14 With this type of cooling system, the addition of coolant should only be necessary at very infrequent intervals. If topping-up is regularly required, or if the coolant level drops within a short time after replenishment, there may be a leak in the system. Inspect the radiator, hoses, expansion tank filler cap, radiator drain plug and water pump. If no leak is evident, have the filler cap and the entire system pressure-tested by your dealer or suitably-equipped garage; this will usually show up a small leak not otherwise visible. If significant leakage is found at any time, use an antifreeze hydrometer to check the concentration of antifreeze remaining in the coolant.

15 Coolant hydrometers are available at most automotive accessory shops. If the specific gravity of a sample taken from the expansion tank (when the engine is switched off and fully cooled down) is less than that specified, the coolant mixture strength has fallen below the minimum. If this is found, either the coolant strength must be restored by adding neat antifreeze to Fords specification (if that is what is in the system) or by draining and flushing the system, then refilling it with fresh coolant mixture of the correct ratio (if any other type of antifreeze is being used).

16 When checking the coolant level, always note its condition; it should be relatively clear.

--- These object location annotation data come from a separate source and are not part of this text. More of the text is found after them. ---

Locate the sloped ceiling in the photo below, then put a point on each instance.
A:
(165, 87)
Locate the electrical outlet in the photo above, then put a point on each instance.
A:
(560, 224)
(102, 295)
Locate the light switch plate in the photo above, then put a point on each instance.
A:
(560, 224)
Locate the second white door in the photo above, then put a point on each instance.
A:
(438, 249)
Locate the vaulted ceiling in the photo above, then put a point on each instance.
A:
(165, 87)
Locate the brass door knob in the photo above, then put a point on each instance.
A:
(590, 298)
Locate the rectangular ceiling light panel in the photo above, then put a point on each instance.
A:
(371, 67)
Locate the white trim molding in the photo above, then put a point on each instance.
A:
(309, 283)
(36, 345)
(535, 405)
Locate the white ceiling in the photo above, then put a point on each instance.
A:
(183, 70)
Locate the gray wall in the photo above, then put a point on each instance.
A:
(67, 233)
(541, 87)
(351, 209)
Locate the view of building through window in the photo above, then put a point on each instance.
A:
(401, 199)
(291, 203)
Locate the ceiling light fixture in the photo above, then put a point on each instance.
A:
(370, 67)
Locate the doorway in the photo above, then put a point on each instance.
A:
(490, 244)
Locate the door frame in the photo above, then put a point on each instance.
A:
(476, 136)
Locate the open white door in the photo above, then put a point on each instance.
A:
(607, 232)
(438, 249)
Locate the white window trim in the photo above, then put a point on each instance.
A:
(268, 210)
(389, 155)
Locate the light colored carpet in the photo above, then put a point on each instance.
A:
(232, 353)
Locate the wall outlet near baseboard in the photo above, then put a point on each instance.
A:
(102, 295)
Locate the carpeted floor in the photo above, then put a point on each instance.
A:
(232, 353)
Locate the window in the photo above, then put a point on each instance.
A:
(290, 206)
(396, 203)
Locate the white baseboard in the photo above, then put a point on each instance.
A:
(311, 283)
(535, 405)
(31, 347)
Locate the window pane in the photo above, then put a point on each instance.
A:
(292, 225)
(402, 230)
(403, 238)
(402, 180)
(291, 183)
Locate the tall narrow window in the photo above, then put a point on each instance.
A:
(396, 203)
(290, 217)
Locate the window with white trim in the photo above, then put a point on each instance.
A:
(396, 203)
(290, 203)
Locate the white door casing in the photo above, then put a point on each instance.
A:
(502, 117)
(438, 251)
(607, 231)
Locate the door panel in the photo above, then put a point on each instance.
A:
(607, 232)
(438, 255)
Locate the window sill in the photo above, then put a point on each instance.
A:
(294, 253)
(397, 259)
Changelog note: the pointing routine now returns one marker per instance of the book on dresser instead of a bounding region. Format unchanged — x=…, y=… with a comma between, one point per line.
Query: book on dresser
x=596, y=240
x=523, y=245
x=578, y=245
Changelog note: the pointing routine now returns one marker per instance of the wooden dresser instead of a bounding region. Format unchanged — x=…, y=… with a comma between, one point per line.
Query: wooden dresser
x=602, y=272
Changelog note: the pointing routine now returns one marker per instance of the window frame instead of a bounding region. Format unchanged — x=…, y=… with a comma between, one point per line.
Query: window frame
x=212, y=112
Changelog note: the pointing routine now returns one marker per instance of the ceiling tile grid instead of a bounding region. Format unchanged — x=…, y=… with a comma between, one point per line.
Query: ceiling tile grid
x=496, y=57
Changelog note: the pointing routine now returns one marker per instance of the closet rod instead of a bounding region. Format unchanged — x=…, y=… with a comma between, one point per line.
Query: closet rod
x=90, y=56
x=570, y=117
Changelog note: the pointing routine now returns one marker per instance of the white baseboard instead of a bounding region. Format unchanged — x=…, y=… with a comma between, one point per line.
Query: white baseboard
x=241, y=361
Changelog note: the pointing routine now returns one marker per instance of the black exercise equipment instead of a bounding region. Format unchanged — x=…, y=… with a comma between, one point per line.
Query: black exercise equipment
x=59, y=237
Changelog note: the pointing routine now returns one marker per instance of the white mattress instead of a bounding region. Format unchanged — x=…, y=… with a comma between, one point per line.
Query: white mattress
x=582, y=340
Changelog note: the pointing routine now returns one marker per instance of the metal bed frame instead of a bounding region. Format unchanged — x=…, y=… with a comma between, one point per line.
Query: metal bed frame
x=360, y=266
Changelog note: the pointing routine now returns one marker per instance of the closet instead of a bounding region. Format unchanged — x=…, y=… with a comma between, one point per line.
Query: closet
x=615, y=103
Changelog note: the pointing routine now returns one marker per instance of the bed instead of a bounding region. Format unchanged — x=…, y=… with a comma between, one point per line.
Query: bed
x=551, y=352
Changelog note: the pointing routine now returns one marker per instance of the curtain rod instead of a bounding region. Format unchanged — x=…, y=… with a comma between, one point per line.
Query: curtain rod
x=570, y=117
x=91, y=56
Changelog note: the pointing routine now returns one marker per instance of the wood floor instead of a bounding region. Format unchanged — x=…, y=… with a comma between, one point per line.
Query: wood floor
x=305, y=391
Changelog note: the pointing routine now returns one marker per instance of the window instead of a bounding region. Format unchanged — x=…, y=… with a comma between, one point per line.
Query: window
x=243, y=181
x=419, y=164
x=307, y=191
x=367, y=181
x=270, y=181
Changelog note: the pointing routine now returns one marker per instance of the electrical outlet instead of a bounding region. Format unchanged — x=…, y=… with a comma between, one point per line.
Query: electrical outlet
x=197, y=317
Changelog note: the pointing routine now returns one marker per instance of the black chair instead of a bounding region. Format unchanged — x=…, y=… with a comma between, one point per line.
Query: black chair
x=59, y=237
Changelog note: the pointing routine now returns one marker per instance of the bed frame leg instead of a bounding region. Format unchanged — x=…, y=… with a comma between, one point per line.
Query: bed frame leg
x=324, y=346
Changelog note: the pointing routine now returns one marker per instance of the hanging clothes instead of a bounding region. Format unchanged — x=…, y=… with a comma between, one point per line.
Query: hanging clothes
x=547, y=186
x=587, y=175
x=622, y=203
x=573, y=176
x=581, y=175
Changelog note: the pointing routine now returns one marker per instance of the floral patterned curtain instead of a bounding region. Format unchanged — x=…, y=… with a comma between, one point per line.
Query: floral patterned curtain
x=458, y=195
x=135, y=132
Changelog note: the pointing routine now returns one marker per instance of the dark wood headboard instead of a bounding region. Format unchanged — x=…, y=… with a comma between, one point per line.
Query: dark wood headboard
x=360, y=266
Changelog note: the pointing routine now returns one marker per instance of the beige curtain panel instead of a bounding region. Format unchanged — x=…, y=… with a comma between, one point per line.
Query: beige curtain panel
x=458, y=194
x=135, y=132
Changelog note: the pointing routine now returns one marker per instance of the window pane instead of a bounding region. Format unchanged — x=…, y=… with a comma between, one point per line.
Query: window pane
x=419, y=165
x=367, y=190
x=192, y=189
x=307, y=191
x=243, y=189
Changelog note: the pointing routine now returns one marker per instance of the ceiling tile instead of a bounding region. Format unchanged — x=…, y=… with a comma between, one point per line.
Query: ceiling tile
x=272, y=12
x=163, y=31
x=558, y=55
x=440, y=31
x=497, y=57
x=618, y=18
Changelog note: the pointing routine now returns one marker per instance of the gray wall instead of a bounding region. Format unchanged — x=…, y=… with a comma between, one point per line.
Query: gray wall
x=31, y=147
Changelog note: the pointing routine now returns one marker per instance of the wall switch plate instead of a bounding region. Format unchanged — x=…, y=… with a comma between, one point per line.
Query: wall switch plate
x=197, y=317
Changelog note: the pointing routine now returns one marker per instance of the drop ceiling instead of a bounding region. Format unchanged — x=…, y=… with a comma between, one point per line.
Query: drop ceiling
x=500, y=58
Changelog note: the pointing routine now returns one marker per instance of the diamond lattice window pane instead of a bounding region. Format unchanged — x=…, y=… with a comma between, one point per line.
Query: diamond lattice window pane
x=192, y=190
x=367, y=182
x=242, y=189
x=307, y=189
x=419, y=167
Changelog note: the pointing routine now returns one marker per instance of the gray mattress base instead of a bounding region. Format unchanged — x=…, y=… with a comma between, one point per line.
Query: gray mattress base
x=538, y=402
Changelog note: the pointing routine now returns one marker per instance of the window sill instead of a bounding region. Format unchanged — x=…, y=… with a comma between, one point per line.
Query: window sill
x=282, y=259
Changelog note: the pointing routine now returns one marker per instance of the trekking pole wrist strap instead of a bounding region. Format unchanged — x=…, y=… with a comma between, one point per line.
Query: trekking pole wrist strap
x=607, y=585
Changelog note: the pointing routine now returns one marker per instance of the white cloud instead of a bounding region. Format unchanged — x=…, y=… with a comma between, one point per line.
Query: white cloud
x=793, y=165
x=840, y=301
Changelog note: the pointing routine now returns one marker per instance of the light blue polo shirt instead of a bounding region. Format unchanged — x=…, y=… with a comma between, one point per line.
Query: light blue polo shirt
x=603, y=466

If it is brown or rust-coloured, the system should be drained, flushed and refilled. If antifreeze has been used which does not meet Fords specification, its corrosion inhibitors will lose their effectiveness with time; such coolant must be renewed regularly, even if it appears to be in good condition, usually at the intervals suggested at the beginning of Section 2 of this Chapter.

Windscreen/tailgate and
headlight washer fluid
17 Fluid for the windscreen/tailgate washer system (and where applicable the headlight washer system) is stored in a plastic reservoir, which is located at the right front corner of the engine compartment. In milder climates, plain water can be used to top-up the reservoir, but the reservoir should be kept no more than two-thirds full, to allow for expansion should the water freeze. In colder climates, the use of a specially-formulated windscreen washer fluid, available at your dealer or any car accessory shop, will help lower the freezing point of the fluid (see illustration). Do not use regular (engine) antifreeze - it will damage the vehicles paintwork.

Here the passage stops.